The Texans had a golden opportunity to start 3-0 for the first time ever and ride into an upcoming tough stretch of games with some momentum. But now next week's home game against Pittsburgh is a chance for Houston to start over, rather than keep going. A home game against Oakland and trips to Baltimore and Tennessee await the Texans after they play the Steelers.

• Hey, how long until we're treated to Chan Gailey, A Football Life on the NFL Network?

• Who said offensive football was dominating the NFL in the season's opening weeks? We saw four early games on Sunday in which neither team even reached the 20-point plateau: Tennessee 17-14 over Denver; Cleveland 17-16 over Miami; Carolina 16-10 over Jacksonville; and the ugliest of the ugly, San Francisco 13-8 over Cincinnati.

• If you're the Browns, you've got to feel hopeful to be 2-1 after that embarrassing Week 1 loss at home to Cincinnati. Cleveland rallied for a last-minute game-winning touchdown drive to climb above .500 after three games for the first time since 2002. That's a good omen of sorts. The one and only time the expansion Browns have made the playoffs was in 2002.

• Sunday registers as a significant step back for Bengals rookie quarterback Andy Dalton, who looked dismal for most of the day in a five-point loss at home to the 49ers. Dalton finished 17 of 32 for just 157 yards (40.8 passer rating), and threw two costly fourth-quarter interceptions to doom any chances of a Cincinnati comeback.

The Bengals raised some hopes with the road win at Cleveland and the narrow loss at Denver. But they laid an egg in their home opener, and just over 43,000 fans showed up to witness the stinker. If you can't handle the 49ers on your own home field, there aren't many opponents you'll be expected to beat.

• It hasn't been pretty for a single second on offense, but San Francisco is just some conservative fourth-quarter play-calling against Dallas away from being a heady 3-0 this season. That ought to at least make the 49ers' weeklong stay in Youngstown, Ohio, a little bit more enjoyable.

• Loved those Tom Dempsey-era Saints throwback uniforms against the Texans.

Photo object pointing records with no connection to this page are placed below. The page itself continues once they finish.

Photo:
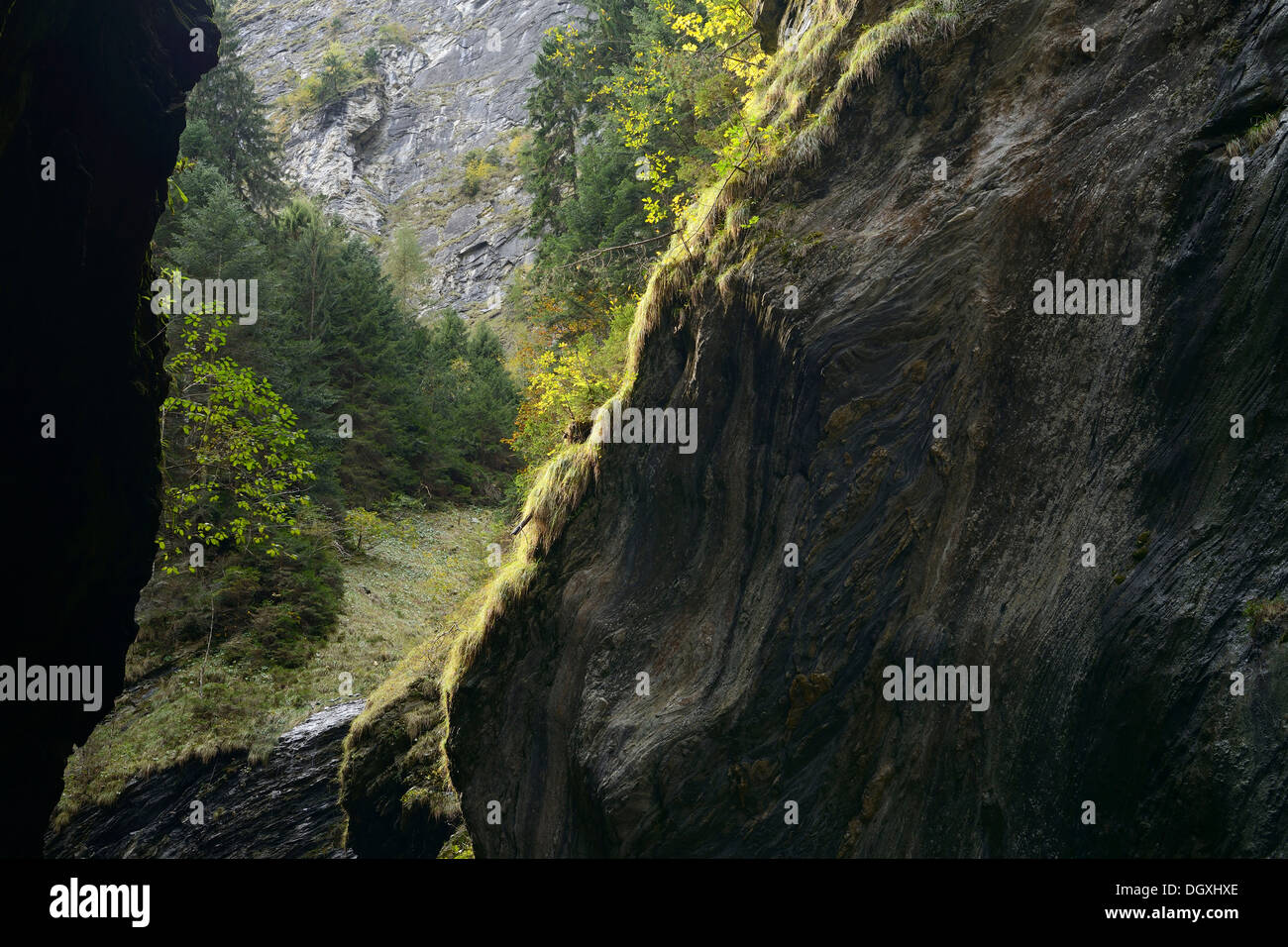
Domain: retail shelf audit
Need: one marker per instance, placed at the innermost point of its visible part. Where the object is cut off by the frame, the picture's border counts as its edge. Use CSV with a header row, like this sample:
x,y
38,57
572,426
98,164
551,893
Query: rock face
x,y
1109,684
282,808
395,150
98,89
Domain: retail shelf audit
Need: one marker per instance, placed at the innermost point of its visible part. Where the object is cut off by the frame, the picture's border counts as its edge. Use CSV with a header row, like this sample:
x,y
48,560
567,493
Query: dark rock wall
x,y
283,806
101,89
1108,684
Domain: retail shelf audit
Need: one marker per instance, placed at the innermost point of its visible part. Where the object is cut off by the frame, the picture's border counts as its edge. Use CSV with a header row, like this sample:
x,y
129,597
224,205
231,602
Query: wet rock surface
x,y
1109,684
284,806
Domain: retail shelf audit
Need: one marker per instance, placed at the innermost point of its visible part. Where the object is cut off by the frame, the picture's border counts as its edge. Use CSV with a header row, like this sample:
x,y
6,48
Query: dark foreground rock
x,y
99,90
1109,684
284,806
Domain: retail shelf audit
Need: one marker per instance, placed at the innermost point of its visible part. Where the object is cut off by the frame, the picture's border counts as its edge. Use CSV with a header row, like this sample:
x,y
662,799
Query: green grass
x,y
1261,132
413,583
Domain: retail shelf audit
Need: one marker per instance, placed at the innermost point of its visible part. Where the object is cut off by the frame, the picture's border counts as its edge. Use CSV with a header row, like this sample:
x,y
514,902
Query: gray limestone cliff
x,y
450,88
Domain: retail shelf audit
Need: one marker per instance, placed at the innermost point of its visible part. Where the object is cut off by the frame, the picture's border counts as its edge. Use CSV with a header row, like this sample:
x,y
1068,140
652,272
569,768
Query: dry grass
x,y
1261,132
415,583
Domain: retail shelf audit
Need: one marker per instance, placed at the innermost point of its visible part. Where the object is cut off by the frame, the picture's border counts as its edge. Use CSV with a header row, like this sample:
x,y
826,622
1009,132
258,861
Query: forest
x,y
675,429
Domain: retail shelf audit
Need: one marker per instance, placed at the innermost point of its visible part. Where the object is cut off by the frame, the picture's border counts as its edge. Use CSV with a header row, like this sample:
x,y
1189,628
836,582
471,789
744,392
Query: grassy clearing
x,y
394,595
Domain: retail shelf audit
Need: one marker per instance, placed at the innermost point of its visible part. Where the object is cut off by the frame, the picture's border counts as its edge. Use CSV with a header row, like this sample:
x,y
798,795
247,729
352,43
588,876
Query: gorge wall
x,y
816,427
98,89
452,85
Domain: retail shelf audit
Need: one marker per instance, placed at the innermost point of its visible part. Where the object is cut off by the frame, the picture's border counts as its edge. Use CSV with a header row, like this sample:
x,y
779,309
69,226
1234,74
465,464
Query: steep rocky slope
x,y
283,806
99,89
452,81
1111,684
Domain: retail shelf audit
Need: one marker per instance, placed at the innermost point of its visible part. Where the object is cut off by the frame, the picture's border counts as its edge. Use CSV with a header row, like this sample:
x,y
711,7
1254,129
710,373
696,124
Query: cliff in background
x,y
395,149
815,427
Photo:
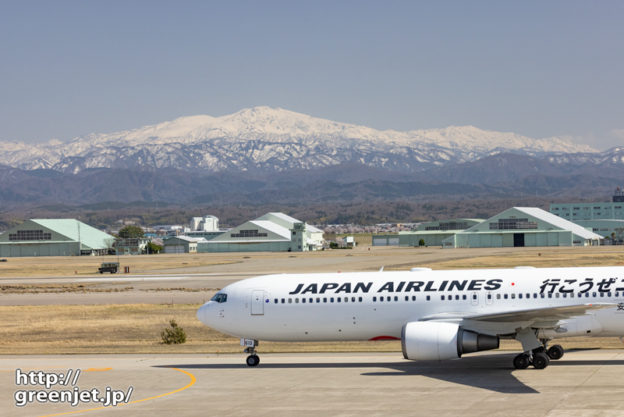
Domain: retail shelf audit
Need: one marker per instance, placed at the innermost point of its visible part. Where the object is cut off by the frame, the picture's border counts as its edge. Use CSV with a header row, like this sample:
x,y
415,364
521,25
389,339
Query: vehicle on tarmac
x,y
111,267
437,315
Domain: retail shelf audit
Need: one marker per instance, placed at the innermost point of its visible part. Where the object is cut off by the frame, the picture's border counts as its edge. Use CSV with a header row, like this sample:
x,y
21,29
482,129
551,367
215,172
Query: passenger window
x,y
219,298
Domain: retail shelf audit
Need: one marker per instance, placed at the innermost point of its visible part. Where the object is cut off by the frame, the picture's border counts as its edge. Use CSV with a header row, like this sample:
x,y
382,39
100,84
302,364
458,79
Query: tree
x,y
131,232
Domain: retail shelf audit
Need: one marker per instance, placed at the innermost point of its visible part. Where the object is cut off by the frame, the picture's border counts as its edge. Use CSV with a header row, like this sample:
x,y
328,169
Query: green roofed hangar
x,y
54,237
523,226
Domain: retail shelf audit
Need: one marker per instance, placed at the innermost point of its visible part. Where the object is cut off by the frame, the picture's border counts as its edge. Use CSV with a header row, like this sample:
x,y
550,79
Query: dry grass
x,y
59,329
131,328
539,258
136,329
56,266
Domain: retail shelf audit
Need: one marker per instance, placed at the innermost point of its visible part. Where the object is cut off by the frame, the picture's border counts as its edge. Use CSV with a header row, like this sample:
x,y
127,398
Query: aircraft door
x,y
257,303
474,298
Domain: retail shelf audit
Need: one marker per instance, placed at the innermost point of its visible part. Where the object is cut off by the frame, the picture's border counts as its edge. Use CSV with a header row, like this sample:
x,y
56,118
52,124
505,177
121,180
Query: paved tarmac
x,y
583,383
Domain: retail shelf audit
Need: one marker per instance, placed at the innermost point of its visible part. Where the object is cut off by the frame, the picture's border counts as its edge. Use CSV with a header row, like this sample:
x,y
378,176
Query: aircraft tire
x,y
540,360
555,352
522,361
253,360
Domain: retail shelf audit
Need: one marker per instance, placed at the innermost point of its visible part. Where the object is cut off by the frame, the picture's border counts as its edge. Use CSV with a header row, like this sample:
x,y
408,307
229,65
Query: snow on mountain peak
x,y
264,135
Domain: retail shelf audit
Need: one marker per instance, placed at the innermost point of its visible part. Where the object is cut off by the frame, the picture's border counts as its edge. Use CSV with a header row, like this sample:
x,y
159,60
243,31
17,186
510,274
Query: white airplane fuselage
x,y
377,305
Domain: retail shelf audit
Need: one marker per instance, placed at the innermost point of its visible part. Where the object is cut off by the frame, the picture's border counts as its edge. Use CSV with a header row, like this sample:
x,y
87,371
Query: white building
x,y
273,232
207,223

But for a decent bit of the game, New Orleans played like the Saints of the bad old days wearing them.

• Two more fumbles for Reggie Bush despite touching the ball just 12 times, and I can't imagine he's doing anything but effectively moth-balling himself in Miami. Dolphins' rookie running back Daniel Thomas (95 yards on 23 carries) is quickly making Bush all but irrelevant.

• I have to admit I didn't foresee a blueprint of victory for the Titans that didn't include big production from all-world running back Chris Johnson, but Tennessee has won two in a row and is 2-1 despite getting next to nothing on the ground from Johnson. He ran just 13 times for 21 yards in the win over Denver, with a long gain of eight. At least Tennessee managed to get C.J. involved in the passing game, with four catches for 54 yards, including a pretty 34-yard reception.

Quarterback Matt Hasselbeck has been everything the Titans could have hoped for thus far, and his 311-yard, two-touchdown passing day only further proves he was the guy Seattle should have hung onto for at least one more season.

• That's more like it, Baltimore. My AFC Super Bowl pick demolished the Rams in St. Louis on Sunday, looking much more like the team that humbled Pittsburgh in Week 1 than the uninspired club that fell at Tennessee last week. The Ravens look like they have a star in the making in rookie receiver Torrey Smith, who caught five passes for 152 yards, scoring three first-quarter touchdowns as Baltimore raced to a 21-0 lead and never slowed down.

The Ravens have been seeking a legitimate stretch-the-field vertical threat forever, and if Smith and Lee Evans both contribute this season, Baltimore's offense will finally be more explosive and versatile under coordinator Cam Cameron.